10. A refrigerant recovery apparatus for removing refrigerant from a refrigeration unit comprising:

pump means for pumping refrigerant gas;

first channel means for conducting refrigerant from a fluid circuit of the refrigeration unit to said pump means, said first channel means having an upstream end and a downstream end, said first channel means upstream end including coupling means for coupling said first channel means in fluid communication with a refrigeration unit fluid circuit, said first channel means downstream end connected to a suction side of said pump means;

second channel means four conducting fluid from a high pressure side port of said pump means to a primary refrigerant storage container, said second channel means having an upstream end and a downstream end, said second channel means upstream end connected to a high-pressure side of said pump means, said second channel means downstream end including coupling means for coupling said, second channel means in fluid communication with a primary refrigerant storage container;

bifurcated conduit means for alternatively placing a secondary refrigerant storage container in fluid communication with said first fluid channel means or placing the secondary refrigerant storage container in fluid communication with said second fluid channel means, said bifurcated conduit means comprising a trunk end and first and second branch ends, said trunk end including coupling means for coupling said bifurcated conduit means in fluid communication with a secondary refrigerant storage container, said first bifurcated end attached in fluid communication to said first channel means, said second bifurcated end attached in fluid communication with said second channel means at an attachment point, and further comprising selection means for selecting between a first and second mode such that fluid communication is established between said trunk end and said first branch end put not between said trunk end and said second branch end when the first mode is selected and fluid communication is established between said trunk end and said second branch end but not between said trunk end and said first branch end when the second mode is selected; and,

valve means for selectively blocking said second channel means at a point between said attachment point and said downstream end, said valve means having a first mode in which fluid communication is established between said attachment point and said downstream end and a second mode in which fluid communication between said attachment point and said downstream end is blocked.

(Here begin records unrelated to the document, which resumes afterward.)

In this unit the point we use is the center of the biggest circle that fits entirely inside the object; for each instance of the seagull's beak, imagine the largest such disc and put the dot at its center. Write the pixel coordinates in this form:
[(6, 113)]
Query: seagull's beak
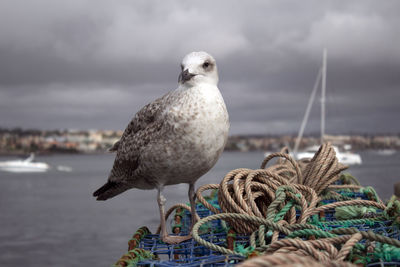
[(185, 76)]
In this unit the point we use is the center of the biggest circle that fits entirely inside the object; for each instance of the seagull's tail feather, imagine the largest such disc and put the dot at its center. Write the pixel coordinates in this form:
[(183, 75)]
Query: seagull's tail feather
[(109, 190)]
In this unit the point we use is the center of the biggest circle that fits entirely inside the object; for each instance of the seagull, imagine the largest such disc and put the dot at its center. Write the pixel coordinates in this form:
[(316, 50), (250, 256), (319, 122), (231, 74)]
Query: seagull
[(175, 139)]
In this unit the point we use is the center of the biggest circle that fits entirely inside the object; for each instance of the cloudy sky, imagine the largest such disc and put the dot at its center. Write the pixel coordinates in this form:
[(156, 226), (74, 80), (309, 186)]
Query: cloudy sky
[(93, 64)]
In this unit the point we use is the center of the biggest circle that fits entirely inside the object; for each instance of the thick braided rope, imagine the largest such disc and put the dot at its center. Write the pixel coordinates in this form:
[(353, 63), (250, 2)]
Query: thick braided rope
[(292, 260)]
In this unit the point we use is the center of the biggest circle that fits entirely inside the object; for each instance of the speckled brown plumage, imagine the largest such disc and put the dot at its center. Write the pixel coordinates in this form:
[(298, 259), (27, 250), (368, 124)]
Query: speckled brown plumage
[(175, 139)]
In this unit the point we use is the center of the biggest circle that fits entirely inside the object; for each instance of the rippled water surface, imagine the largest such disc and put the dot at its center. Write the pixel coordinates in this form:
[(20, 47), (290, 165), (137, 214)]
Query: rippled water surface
[(50, 219)]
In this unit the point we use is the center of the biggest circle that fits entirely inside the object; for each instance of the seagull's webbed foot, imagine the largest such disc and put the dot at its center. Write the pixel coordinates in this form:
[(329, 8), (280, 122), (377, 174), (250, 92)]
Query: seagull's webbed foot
[(169, 239)]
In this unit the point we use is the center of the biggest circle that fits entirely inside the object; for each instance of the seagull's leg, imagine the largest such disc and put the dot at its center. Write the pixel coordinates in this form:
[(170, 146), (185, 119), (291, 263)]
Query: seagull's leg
[(164, 235), (192, 199)]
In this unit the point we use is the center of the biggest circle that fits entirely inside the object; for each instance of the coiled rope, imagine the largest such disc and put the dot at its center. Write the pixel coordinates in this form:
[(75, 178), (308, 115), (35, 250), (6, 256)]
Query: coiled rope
[(281, 199)]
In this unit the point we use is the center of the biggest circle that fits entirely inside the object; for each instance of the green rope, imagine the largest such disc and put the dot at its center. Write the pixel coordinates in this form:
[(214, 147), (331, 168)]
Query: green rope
[(353, 212), (347, 178)]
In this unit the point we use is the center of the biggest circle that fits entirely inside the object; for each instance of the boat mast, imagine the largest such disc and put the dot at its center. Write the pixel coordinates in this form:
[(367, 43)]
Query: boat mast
[(306, 115), (323, 90)]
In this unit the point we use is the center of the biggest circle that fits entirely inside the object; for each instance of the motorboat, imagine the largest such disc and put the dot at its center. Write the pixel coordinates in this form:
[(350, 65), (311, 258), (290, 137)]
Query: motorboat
[(27, 165)]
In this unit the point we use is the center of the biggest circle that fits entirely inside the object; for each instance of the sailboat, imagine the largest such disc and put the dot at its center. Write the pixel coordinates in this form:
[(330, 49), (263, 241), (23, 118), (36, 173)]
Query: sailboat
[(345, 157)]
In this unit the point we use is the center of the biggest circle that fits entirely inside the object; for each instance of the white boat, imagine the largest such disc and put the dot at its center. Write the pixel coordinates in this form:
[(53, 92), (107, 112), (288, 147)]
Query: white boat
[(26, 165), (386, 152), (346, 157)]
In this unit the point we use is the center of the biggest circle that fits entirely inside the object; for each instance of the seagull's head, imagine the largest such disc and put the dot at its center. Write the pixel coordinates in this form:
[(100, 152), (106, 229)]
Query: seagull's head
[(198, 67)]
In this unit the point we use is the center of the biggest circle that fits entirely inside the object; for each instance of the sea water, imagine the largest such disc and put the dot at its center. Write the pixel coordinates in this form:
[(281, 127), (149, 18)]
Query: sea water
[(51, 219)]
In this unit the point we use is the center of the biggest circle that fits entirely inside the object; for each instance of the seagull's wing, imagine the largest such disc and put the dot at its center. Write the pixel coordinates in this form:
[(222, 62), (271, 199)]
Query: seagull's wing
[(143, 118), (145, 124)]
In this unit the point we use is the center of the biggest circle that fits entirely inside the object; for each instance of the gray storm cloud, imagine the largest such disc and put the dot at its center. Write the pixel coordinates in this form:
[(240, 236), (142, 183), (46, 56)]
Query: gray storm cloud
[(85, 64)]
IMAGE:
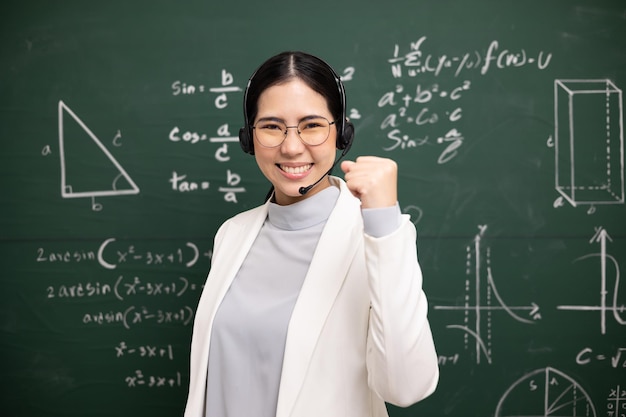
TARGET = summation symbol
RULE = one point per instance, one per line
(602, 237)
(87, 170)
(545, 392)
(479, 300)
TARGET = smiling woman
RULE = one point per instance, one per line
(314, 304)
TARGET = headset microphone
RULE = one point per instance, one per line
(304, 190)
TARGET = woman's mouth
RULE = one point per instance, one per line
(295, 170)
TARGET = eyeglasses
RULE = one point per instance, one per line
(312, 131)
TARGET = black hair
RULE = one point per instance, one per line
(287, 66)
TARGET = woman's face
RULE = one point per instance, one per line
(293, 164)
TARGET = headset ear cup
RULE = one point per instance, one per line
(347, 136)
(245, 140)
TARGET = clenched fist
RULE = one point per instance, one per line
(372, 180)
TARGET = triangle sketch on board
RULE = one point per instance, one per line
(104, 178)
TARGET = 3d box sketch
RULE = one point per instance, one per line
(589, 141)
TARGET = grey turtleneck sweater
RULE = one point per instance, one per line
(250, 327)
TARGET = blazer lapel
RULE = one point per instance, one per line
(238, 239)
(328, 269)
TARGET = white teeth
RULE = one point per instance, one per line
(296, 170)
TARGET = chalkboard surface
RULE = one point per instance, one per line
(119, 159)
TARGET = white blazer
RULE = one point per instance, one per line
(358, 335)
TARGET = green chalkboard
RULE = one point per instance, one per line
(119, 160)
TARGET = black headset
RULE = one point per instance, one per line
(345, 132)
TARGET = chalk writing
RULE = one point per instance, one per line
(138, 379)
(111, 256)
(182, 88)
(616, 402)
(417, 61)
(144, 351)
(429, 106)
(616, 359)
(133, 316)
(482, 299)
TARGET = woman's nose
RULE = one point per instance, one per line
(292, 143)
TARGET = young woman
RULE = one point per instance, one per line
(314, 304)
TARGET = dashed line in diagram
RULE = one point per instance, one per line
(607, 264)
(482, 299)
(87, 170)
(588, 142)
(545, 392)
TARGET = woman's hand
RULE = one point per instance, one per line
(372, 180)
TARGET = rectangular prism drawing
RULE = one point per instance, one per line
(589, 141)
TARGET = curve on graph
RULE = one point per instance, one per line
(483, 348)
(504, 306)
(614, 308)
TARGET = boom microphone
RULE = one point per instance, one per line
(304, 190)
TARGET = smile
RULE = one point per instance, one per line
(295, 170)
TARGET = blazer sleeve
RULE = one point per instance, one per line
(401, 359)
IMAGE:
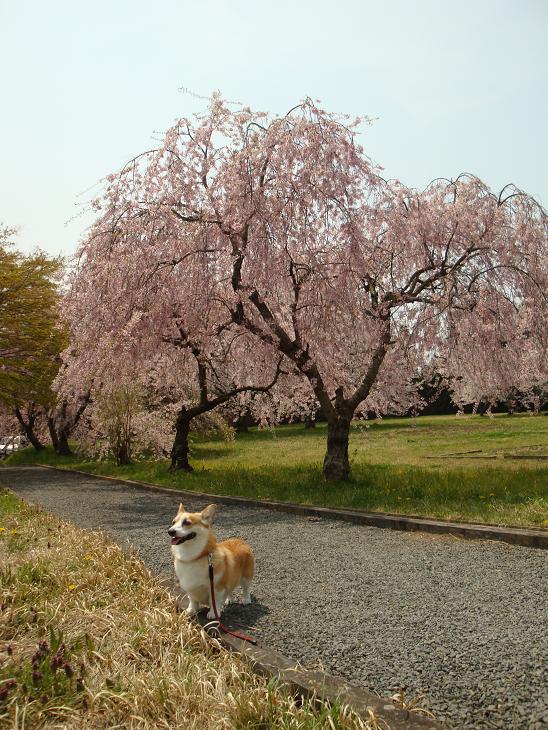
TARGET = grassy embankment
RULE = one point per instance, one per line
(89, 639)
(460, 468)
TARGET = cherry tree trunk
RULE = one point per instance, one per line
(335, 463)
(180, 448)
(33, 438)
(63, 448)
(28, 428)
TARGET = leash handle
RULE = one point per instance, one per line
(242, 637)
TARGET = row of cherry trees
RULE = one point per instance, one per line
(265, 262)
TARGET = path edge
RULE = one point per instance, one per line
(314, 683)
(526, 537)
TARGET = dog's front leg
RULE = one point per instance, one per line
(220, 597)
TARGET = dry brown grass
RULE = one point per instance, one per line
(89, 639)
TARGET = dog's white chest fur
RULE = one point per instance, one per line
(193, 578)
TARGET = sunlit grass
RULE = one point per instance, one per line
(89, 639)
(471, 468)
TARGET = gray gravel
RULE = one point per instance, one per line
(462, 623)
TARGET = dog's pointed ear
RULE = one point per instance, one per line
(209, 513)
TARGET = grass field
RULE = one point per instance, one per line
(473, 468)
(89, 639)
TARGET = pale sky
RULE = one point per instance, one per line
(456, 86)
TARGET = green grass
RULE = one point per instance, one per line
(408, 466)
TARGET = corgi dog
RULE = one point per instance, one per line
(192, 540)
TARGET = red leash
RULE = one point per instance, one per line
(243, 637)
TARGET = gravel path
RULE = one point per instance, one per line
(465, 624)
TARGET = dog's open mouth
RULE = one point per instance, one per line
(179, 540)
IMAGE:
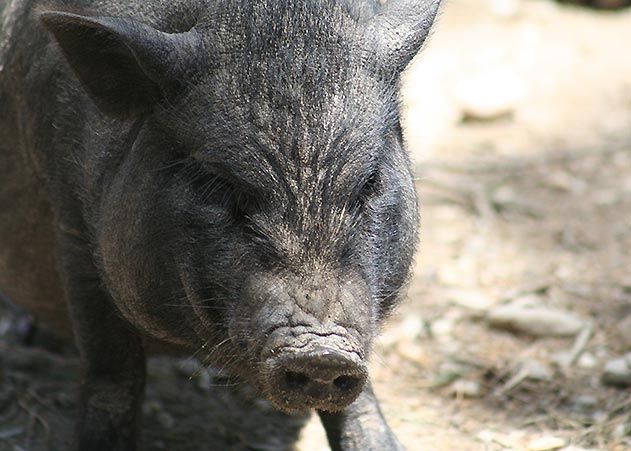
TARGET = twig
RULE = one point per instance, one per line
(513, 165)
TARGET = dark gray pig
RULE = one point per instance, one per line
(225, 178)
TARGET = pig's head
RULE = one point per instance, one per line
(245, 181)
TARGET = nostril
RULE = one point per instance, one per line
(296, 381)
(346, 383)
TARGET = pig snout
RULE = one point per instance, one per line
(315, 372)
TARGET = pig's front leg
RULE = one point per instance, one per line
(360, 427)
(111, 353)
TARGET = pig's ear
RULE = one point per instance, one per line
(124, 65)
(400, 29)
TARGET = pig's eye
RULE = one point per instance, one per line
(216, 191)
(368, 190)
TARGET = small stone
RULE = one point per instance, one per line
(546, 444)
(538, 321)
(617, 372)
(463, 388)
(585, 402)
(472, 299)
(187, 367)
(411, 351)
(621, 431)
(587, 361)
(623, 329)
(166, 420)
(203, 380)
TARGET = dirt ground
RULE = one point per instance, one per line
(518, 115)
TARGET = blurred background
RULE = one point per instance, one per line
(516, 334)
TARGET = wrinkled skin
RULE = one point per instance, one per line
(221, 178)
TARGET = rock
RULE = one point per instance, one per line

11. A refrigerant recovery apparatus as in claim 10 in which said selection means is a three port valve.

12. A refrigerant recovery apparatus as in claim 10, further comprising:

control means for placing said selection means and said valve means in said first and second modes, said control means having a first mode in which said selection means and said valve means are placed in their first mode and a second mode in which said selection means and said valve means are placed in their second mode.

13. A refrigerant recovery apparatus as in claim 12, further comprising:

pressure sensing means for sensing a pressure in said first channel means and generating a signal indicative of the pressure to said control means and said control means assumes said first mode when said signal is indicative of a pressure greater than a predetermined pressure and assumes said second mode when said signal is indicative of a pressure less than a predetermined pressure.

14. A refrigerant recovery apparatus as in claim 13, in which said control means comprises a microprocessor and a solenoid

15. A refrigerant recovery apparatus as in claim 11, further comprising:

differential pressure sensing means for sensing a differential pressure between the suction side of said pump and the high pressure side of said pump and generating a signal indicative of the differential pressure to said control means and said control means assumes said first mode upon initiation of a recovery operation and, upon said signal becoming indicative of a differential pressure greater than a predetermined differential pressure, said controller assumes said second mode.